C’est donc pour cela que nous pouvons dire qu’il y a changement culturel, le rapport à la lecture et ce besoin de lire n’est plus exactement le même qu’avant. Le lecteur redéfinit en ce sens l’acte même de lire. L’individu pratique une nouvelle manière de lire, c’est d’ailleurs ce que nous pouvons constater dans l’ouvrage de Claire Bélisle :

« Si pendant l’époque où prédominait la tradition, le principal vecteur de savoir était la transmission (pédagogie de maître à élève, héritage transgénérationnel), il s’articule à présent autour des méthodes constructivistes qui se basent sur l’ouverture réflexive, la co-créativité et le travail collaboratif.

Dans le contexte du Web nouvelle génération, le lecteur devient, grâce à son activité de lecture-écriture, le véritable maître à bord. L’espace de lecture se transforme en un champ d’expression personnelle où se déploie la subjectivité du lecteur. […]
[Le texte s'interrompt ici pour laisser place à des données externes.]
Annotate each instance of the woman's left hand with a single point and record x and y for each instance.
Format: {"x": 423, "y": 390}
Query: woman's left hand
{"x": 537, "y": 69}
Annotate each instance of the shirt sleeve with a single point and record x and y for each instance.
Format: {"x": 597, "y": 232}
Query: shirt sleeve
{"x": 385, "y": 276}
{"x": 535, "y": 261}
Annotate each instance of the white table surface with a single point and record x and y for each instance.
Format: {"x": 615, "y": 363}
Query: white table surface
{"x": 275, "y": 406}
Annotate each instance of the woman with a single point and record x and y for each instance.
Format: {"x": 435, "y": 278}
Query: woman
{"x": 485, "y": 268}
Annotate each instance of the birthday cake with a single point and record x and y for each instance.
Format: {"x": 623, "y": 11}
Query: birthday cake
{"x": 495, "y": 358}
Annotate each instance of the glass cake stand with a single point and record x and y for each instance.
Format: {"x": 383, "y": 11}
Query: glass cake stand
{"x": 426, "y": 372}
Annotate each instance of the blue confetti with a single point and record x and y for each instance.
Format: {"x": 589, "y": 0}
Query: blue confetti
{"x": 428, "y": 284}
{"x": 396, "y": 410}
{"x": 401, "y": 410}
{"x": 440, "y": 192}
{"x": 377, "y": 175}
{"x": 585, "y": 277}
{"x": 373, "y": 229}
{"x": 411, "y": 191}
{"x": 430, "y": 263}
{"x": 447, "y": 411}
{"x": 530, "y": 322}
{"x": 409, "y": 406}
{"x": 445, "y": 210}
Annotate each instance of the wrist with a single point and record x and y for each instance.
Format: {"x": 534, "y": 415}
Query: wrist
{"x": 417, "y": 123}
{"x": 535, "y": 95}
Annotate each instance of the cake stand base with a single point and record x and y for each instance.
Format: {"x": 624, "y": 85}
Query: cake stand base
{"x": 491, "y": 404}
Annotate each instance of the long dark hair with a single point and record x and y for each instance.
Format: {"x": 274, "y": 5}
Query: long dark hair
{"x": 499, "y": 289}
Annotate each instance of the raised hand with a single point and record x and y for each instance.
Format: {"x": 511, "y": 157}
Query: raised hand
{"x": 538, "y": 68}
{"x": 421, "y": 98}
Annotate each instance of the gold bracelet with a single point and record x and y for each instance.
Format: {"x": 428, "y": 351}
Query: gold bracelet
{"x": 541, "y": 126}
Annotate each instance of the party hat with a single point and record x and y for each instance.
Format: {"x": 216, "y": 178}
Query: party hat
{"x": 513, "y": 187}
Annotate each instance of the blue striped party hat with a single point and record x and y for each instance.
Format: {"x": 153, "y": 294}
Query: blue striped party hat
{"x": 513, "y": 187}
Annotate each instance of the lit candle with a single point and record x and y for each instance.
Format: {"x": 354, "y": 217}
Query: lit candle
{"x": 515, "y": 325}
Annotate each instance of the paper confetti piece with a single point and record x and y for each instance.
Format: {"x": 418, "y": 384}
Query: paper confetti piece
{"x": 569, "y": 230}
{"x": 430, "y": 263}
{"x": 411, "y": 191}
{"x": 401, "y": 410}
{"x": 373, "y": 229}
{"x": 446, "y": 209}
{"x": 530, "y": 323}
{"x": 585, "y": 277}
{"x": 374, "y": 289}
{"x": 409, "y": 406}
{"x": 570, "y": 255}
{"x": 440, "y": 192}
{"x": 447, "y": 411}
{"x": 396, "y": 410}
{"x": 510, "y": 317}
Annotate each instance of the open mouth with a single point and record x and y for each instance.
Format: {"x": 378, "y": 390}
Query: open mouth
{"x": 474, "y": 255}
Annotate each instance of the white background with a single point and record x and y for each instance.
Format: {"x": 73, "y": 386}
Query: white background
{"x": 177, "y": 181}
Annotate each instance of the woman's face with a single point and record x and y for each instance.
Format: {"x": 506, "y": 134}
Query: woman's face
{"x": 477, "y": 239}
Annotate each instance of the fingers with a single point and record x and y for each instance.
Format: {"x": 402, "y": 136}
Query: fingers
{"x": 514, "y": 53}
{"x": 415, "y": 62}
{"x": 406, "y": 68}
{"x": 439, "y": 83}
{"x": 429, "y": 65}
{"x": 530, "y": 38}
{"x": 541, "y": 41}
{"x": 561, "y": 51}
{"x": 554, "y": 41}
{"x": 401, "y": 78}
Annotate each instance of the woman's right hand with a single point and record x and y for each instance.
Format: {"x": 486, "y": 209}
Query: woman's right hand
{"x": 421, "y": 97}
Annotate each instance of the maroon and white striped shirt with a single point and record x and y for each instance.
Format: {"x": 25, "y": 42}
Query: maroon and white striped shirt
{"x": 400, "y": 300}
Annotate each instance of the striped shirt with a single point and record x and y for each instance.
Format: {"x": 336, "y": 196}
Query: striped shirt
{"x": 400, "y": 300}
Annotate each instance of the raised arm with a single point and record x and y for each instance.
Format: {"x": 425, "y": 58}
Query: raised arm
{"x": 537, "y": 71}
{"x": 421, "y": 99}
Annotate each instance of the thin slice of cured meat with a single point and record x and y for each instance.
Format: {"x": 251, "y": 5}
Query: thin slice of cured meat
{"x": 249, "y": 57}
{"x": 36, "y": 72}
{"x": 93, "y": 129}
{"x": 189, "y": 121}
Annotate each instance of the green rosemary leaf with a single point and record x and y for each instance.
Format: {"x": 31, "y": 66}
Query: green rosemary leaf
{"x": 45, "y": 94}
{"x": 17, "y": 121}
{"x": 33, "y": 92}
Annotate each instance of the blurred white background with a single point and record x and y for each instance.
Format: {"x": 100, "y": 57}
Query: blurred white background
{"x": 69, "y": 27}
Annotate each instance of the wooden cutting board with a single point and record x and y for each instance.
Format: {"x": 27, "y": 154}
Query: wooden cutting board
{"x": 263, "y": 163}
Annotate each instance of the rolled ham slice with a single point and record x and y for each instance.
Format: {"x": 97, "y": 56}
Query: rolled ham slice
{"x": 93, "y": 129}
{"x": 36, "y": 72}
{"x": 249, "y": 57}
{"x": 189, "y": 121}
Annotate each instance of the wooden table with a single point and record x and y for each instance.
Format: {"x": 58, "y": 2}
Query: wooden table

Le Web se transforme de plus en plus en un espace de communication interpersonnelle – une véritable agora – où se déroule un « dialogue » sans fin, où « l’écrit, le dit et le vu » s’entremêlent, s’interpénètrent et circulent à travers la planète, à une

180

vitesse vertigineuse, créant une cacophonie sans précédent, image d’un syncrétisme d’une dimension inégalable181. »

L’acte et la pratique littéraire s’apprennent donc davantage par la collaboration, l’échange et le partage. C’est pour cela que de nouveaux « lieux » littéraires se créent chaque jour : blogs, wiki, plateformes de commentaires ou encore les réseaux sociaux sont alors les descendants de l’objet papier qu’est le livre.

Ainsi, une culture numérique est en marche et redéfinit l’acte et la pratique même de la lecture. Le changement culturel lié aux nouvelles technologies nous amène à voir que le lien qui unissait l’individu à l’objet papier se modifie, laissant place à un nouveau rapport homme/livre.